映画が始まると一人の女性松田千恵子のアップ。向かいに座るのは主人公佐藤清高。付き合ってる風で付き合っていない二人。別れ話をしている風である。松田は大盛りの牛丼を頼む。この二人のカットがこれから何度か出てくる。

一人になった清高が自転車で夜の街へ。といっても田園地帯の片田舎。突然車が飛び出してきて清高は跳ねられる。運転していたのは轟木というヤクザ。清高をトランクに乗せて処理しようとするが、なんと清高は傷一つなく、しかも事故にあったことさえ忘れている風。車がとまたところは、この街の非公認の自動車教習所で、轟木の親分が轟木に免許を取るために入学手続きをしていた。清高に口止めするために、教習所の金を出してやる親分。轟木というのは清高の高校の同級生だとわかり、こうして青春ストーリーが始まる。

この教習所、とにかくコミカルで個性的な面々が集まっている。それは経営者側も生徒側もである。そんな中、教習所の女教官サキに恋心を持ち始める清高。何事も前向きで、まっすぐで、脳天気な彼のキャラクターと常に寡黙でクールな轟木の会話が楽しい。
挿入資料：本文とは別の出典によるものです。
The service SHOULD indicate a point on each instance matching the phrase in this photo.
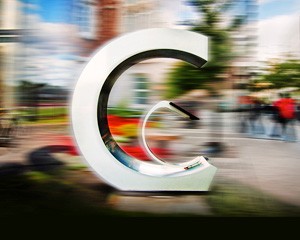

やがて仮免許、本試験と進む中、轟木にはヤクザの後を継ぐという縛りが彼を悩ませている描写が、そして清高の父は無職で一日中テレビゲームをしていて、面接に失敗すると荒れるという家庭内の不穏がカラッと描かれていたりする。さらに、教習所もこの日を最後に閉所、清高の一夏の恋も終わる。

やがて本試験も合格し、二人は試験会場で、轟木はヤクザの車の運転手になり去っていく。清高は松田に祝ってもらう。そして三年後、松田と清高は結婚して故郷に戻ってくる。踏切で、ヤクザの運転手をしている轟木とすれ違ってエンディング。

淡々と進む物語にちらほらとユニークなシーンが挿入されているのだが、今ひとつ全体にリズムを生み出さないため、映画が長くなってしまうのです。もう少しポイントを絞って展開させればそこそこになった気がするのですが、ちょっともったいない一本でした。